‘Daha sonra, asla 12 yaşında sahip olduklarım gibi dostlarım olmadı. Sahip olan var mı peki?’… 1986 yapımı ‘Benimle Kal/Stand by Me’ filminin kapanış cümlesi olan bu sözcükler artık bir yetişkin olan ve başlarından geçenleri anlatan Gordie karakterine ait. ‘The Body’ isimli Stephen King romanından uyarlanan film, birkaç gencin bir cesedi bulmak için çıktıkları yolculukta yaşananları ve aralarındaki dostluk olayını sosyal mesajlar da vererek anlatan bir yapımdı. Yetişkinlik çağındaki çocukların kendilerini ispata odaklı ruhsal durumlarını da yansıtan yapım, sıradanlıktan kurtulup kahramanlığa terfi etmek uğruna önlerine çıkan ‘ceset bulma’ fırsatını değerlendirmeye hevesli dört arkadaşın macerası olmanın ötesinde… Çıkılan yolculuk bitimindeki dönüşüm tablosuyla da, bir insanın çocukluk demlerinin güzelliklerinden ne kadar kolay kopacağının ispatı konumundadır!

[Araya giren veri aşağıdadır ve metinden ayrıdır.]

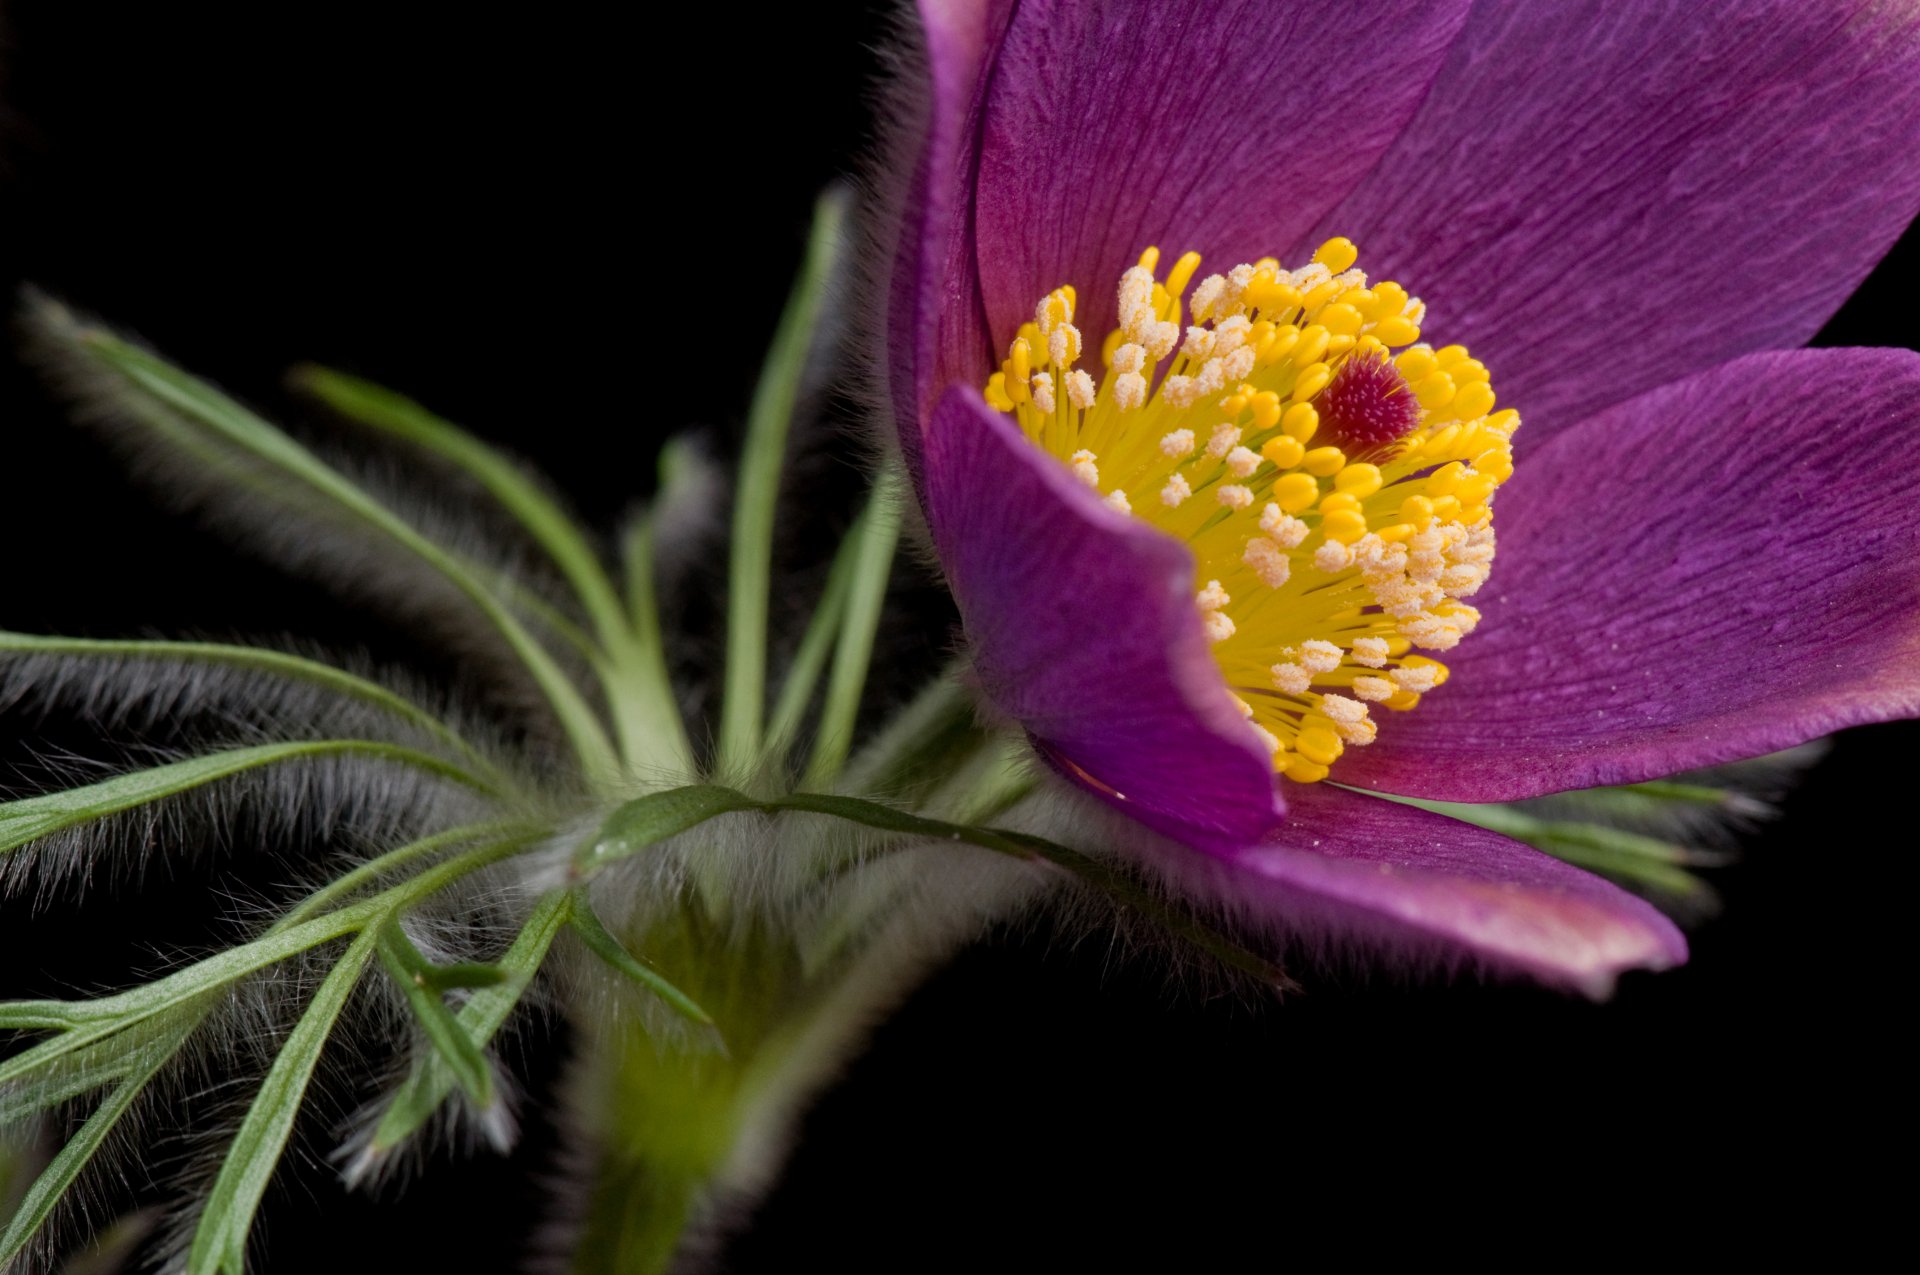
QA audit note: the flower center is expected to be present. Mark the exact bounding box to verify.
[981,239,1518,784]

Aklımın köşesinde kalıcı yer edinmiş olan ‘Benimle Kal’ filminin çocuk macerasından söze başlama sebebime gelince… Göz açıp kapama hızında ömrümüzden geçip giden çocukluk yıllarında okunan-izlenen kurguların önemini vurgulamak! Bu husus gerçekten de önemli zira hayal gücünün sınırlarını yıkmayı sağlayan ve yeni ufuklar açacak türden maceracılık sergileyen işlerin varlığı çocukluktan yetişkinliğe geçişte farkını fark ettiriyor. Klişelerle ve yaratıcılıktan yoksun işlerle dolan beyinlerin ilerideki verimliliği ve dünya görüşü de belli çerçevelerde sıkışıp kalıyor. Hayal kurmayı bilmeyen insanlar olarak büyüyenler yaratıcılıktan da nasiplenemiyor. Nasıl ki ‘En büyük işler, büyük hayal sahibi insanlarca başarılmıştır’ der, filmlerin yanı sıra 1963 yapımı ‘Doctor Who’ bilim kurgu dizisinde iki sezon boyunca Ian Chesterton karakterini de canlandıran, İngiliz aktör William Russel!

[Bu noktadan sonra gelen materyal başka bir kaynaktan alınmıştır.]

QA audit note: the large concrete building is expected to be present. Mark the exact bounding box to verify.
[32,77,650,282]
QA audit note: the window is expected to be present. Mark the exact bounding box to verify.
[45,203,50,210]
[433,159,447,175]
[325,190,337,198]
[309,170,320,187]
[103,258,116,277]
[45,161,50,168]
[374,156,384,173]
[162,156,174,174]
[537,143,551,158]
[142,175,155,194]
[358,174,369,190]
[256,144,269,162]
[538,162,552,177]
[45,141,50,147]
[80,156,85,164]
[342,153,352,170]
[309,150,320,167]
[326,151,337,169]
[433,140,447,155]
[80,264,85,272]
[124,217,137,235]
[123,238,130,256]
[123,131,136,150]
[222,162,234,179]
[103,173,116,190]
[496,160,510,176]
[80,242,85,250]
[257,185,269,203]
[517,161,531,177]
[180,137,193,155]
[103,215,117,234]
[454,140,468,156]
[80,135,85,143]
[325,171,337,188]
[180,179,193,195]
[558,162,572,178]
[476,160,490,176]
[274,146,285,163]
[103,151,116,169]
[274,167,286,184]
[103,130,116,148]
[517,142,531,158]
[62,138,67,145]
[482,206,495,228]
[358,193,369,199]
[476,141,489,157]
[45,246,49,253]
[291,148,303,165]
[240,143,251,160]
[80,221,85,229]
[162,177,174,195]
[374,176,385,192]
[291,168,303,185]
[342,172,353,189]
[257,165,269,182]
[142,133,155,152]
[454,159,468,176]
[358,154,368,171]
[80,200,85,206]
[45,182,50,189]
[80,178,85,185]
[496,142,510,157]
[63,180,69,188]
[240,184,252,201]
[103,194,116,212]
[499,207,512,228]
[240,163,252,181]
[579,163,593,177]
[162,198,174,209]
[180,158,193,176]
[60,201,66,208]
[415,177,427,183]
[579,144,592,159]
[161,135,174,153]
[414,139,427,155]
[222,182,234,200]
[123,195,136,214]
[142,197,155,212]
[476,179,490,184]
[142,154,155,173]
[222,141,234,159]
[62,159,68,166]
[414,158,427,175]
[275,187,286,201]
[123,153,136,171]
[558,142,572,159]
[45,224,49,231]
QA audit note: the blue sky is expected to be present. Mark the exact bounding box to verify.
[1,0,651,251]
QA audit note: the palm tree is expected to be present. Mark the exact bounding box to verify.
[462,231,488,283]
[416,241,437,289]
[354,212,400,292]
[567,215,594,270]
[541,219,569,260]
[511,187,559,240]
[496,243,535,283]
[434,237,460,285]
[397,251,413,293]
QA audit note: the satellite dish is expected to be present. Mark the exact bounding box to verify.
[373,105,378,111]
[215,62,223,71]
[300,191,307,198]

Çocuklukta geliştirilen hayal dünyamızın yetişkinlikteki yeri bu denli önemliyken günümüz yapımlarına baktığımızda… Maalesef pek fazla örnek çıkmıyor karşımıza. Özellikle yerli dizicilerimiz hayli geride bu hususta. Kurgu dünyasının sınırsız yaratıcılık olanaklarıyla donatıldığı günümüzde kalıpları yıkmak ve izleyiciye farklı tatlar sunmak hiç de zor değil oysa.

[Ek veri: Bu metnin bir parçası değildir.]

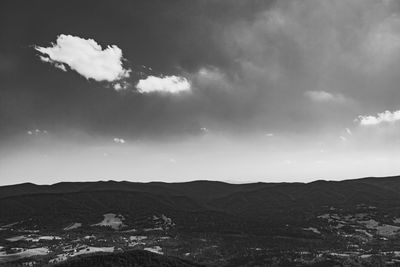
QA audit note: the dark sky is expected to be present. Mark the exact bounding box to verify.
[0,0,271,137]
[1,0,400,185]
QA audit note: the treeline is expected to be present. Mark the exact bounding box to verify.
[52,250,203,267]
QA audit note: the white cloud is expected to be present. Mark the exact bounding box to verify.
[345,128,352,135]
[113,81,130,91]
[304,90,346,103]
[136,75,191,93]
[113,138,126,144]
[27,129,48,136]
[358,110,400,126]
[113,83,122,90]
[35,34,130,86]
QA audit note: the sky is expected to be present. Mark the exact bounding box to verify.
[1,0,400,185]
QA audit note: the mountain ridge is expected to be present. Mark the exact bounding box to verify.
[1,175,399,202]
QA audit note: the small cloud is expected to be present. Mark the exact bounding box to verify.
[136,75,191,93]
[113,83,122,90]
[35,34,131,89]
[265,133,274,137]
[357,110,400,126]
[113,81,130,91]
[27,129,48,136]
[169,158,177,164]
[113,138,126,144]
[339,136,347,142]
[200,127,209,133]
[345,128,352,135]
[304,90,346,103]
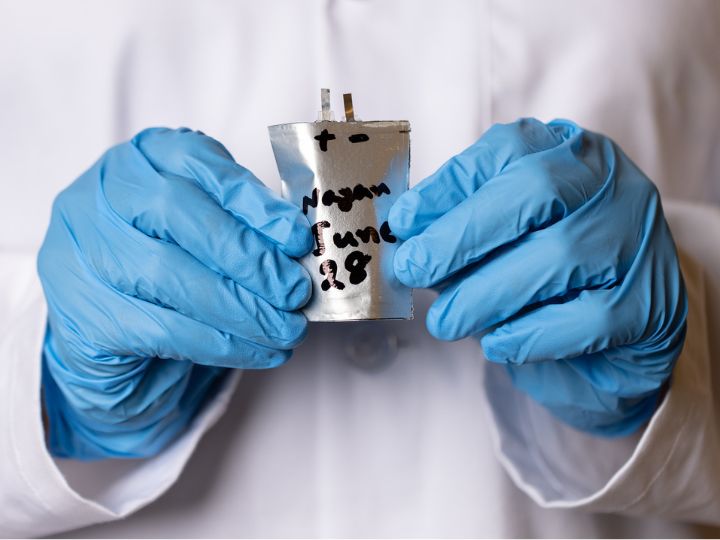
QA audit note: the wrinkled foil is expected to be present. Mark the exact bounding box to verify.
[269,120,413,321]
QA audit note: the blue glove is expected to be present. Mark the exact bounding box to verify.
[38,127,312,459]
[390,118,687,436]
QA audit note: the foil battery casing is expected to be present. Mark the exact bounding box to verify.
[268,120,413,321]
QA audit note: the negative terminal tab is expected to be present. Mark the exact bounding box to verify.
[343,93,355,122]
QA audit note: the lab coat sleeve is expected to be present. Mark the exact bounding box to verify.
[483,199,720,524]
[0,249,241,538]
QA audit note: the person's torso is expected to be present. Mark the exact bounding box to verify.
[1,0,718,536]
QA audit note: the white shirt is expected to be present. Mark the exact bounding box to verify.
[1,0,720,537]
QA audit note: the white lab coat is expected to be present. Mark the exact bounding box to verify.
[1,0,719,537]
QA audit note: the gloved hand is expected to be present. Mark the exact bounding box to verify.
[38,127,312,459]
[390,118,687,436]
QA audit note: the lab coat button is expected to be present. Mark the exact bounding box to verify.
[344,324,398,372]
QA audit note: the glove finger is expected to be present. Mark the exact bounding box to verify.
[394,138,602,288]
[61,364,225,458]
[389,118,570,239]
[47,269,294,369]
[481,288,639,365]
[122,293,294,369]
[481,227,687,372]
[482,286,680,398]
[80,217,307,350]
[132,127,312,257]
[45,328,224,433]
[103,144,311,311]
[44,265,293,370]
[425,219,623,341]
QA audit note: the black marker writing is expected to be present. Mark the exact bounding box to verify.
[322,188,355,212]
[327,221,396,249]
[346,251,372,285]
[314,129,336,152]
[349,133,370,143]
[320,259,345,291]
[352,184,375,201]
[356,226,380,244]
[303,189,319,215]
[301,183,392,214]
[333,231,359,249]
[311,221,331,256]
[379,221,397,243]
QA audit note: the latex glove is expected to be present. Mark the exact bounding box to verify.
[390,118,687,436]
[38,127,312,459]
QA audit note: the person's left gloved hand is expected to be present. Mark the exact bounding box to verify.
[390,118,687,437]
[38,127,312,459]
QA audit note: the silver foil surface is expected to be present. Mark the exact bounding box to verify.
[269,120,413,321]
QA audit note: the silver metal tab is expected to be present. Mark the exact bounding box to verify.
[320,88,332,121]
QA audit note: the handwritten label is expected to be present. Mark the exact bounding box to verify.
[304,131,398,291]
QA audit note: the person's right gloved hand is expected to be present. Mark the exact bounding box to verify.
[38,127,312,460]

Nitekim bu noktada fantastik içerikler, bilim kurgu anlatıları öne çıkan türler olmakta. Dahası renkli atmosferlerle bezeli fantastik öyküler büyüklerin olduğu kadar küçüklerin de ilgiyle yaklaştığı temalardan… Saklı kalanın hikâyesi, olağanüstü güçlerin yarattığı gizem, bilinmeyenlerin çekiciliği gibi detaylar her yaştan insanın merakını cezp eder çünkü. Gel gör ki, ekrana yenilikten nasiplenmemiş işler sürme alışkanlığı, fantastik yapımların cezp ediciliğini baskılamakta.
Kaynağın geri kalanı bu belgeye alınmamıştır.